Besides large earthquakes, the fault also release elastic energy through small events. These small event serve as indicators for the fault geometry and stress loading and releasing processes. Thus detection of these small events is an important strategy to learn the physical structure and behavior of fault systems. My group probe into this problem through seismic network design and detection algorithms.

After the 2017 Jiuzhaigou earthquake, the research group of Han Yue and Shiyong Zhou deployed 80 short period seismic stations near the source region to detect aftershock activities. This network is locally refined as 9 sub-arrays, each composed of 8-16 seismic stations. Signal enhancement algorithms are designed for this network for better detection of aftershocks.
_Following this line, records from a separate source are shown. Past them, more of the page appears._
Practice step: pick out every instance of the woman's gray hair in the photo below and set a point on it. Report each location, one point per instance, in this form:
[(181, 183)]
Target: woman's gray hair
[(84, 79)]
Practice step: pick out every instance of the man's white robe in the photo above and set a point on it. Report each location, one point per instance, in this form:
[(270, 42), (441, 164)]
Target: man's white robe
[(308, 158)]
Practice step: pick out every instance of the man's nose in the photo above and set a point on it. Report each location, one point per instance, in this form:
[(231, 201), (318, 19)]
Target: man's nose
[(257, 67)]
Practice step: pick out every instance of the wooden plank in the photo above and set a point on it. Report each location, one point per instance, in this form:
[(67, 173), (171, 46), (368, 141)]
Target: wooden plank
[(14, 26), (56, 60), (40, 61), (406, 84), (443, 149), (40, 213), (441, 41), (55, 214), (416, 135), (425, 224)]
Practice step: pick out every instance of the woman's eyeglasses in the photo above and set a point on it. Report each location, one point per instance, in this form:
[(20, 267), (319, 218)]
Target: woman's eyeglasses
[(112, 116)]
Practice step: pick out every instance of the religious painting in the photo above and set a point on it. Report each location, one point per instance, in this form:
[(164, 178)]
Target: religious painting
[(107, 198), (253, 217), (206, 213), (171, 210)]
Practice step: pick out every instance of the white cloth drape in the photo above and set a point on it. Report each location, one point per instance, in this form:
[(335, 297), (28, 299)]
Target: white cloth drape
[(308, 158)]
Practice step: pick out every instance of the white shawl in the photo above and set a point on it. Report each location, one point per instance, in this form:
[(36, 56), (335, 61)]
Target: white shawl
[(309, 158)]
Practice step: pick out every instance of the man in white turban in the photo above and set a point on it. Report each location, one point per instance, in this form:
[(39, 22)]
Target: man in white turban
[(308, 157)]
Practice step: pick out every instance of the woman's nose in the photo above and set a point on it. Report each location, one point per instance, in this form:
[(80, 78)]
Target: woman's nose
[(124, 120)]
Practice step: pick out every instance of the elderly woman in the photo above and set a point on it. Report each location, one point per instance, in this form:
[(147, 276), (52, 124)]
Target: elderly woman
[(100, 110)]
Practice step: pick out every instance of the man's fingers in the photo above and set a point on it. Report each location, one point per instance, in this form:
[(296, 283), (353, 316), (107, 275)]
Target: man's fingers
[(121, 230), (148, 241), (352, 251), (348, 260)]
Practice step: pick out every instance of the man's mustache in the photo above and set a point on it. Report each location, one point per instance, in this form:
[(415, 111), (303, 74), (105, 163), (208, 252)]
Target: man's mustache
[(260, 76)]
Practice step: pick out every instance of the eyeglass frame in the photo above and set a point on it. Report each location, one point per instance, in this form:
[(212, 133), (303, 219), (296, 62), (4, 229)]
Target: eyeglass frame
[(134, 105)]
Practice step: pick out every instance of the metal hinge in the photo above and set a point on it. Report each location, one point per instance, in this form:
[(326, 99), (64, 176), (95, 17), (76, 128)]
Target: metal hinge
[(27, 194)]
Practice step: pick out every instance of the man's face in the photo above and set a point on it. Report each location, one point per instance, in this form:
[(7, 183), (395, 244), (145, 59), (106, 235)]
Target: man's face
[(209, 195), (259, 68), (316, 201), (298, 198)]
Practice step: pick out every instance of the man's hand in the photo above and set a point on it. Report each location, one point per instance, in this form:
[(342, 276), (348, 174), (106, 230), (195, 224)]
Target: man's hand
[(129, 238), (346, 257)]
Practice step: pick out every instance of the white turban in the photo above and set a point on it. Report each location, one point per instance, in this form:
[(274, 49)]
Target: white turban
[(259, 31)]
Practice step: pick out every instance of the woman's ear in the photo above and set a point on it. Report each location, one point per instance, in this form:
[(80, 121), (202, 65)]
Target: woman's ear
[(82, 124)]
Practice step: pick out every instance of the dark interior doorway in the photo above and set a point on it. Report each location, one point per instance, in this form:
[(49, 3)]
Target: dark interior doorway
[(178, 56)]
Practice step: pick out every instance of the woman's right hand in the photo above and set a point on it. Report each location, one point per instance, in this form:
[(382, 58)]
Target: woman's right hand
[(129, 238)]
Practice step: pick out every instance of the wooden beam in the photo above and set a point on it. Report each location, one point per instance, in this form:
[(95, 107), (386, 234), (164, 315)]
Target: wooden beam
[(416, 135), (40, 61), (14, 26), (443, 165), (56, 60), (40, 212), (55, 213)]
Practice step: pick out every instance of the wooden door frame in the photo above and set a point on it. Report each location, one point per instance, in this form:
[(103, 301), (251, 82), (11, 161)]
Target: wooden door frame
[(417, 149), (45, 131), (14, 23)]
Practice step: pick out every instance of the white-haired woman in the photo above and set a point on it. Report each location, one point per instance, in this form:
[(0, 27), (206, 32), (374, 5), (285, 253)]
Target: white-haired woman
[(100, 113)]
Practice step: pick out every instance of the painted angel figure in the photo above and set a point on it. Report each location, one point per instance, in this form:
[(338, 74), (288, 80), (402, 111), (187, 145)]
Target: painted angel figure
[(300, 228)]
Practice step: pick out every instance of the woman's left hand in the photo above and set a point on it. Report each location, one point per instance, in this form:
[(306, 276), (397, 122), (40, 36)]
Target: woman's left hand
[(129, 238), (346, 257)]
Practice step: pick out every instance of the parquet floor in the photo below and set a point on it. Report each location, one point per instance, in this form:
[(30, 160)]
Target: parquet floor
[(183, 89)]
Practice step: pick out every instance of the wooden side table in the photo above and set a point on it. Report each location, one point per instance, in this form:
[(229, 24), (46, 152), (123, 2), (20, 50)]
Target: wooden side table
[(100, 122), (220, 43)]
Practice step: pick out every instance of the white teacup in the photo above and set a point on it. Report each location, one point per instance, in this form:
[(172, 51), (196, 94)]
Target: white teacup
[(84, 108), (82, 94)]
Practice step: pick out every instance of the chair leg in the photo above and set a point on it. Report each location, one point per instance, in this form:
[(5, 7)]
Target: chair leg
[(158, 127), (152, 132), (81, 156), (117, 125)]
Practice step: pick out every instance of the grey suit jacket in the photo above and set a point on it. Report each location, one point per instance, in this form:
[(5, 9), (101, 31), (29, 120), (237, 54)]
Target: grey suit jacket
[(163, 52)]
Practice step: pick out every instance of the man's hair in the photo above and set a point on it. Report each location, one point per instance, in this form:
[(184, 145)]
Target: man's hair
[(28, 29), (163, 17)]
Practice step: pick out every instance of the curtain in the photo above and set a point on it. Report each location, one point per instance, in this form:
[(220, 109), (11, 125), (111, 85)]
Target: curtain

My group also achieve small event detection through artificial intelligence (AI) algorithms. As a popular machine learning algorithm, deep learning is widely used in research areas, which has large amount of training data. In seismology, the most straight forward application of deep learning is in the phase identification studies. We adopted convolutional and recurrent neural networks (CNN and RNN) in the event detection and phase picking algorithms and use manually picked P and S phases to train the network. The trained neural network achieved detection accuracy of higher than 98%. The following diagram shows the flowchart of the CNN and RNN neural networks.

3. Physical processes of fault systems

Besides the abrupt stress releasing process, i.e. earthquakes, the fault also release stresses through slow processes, e.g. slow-sips and creeping. These slow slips reflects the stress loading and releasing of fault planes, which may also reflects nucleation processes before big earthquakes. Therefore, these transitional slow-slip processes may provide useful information for earthquake short term predictions. In the study of 2016 Kumamoto earthquake, our group found transitional slow-slip signals from local GPS data before the mainshock, which may be associated with the nucleation of the mainshock. The following figure shows the GPS timeseries and seismic activities before the 2016 Mw 7.0 Kumamoto earthquake.

2024

47. C Ren, Z Wang, T Taymaz, N Hu, H Luo, Z Zhao, H Yue*, X Song*, Z Shen, H Xu, J Geng et al. Supershear triggering and cascading fault ruptures of the 2023 Kahramanmaraş, Türkiye, earthquake doublet[J]. Science, 2024, 383(6680): 305-311.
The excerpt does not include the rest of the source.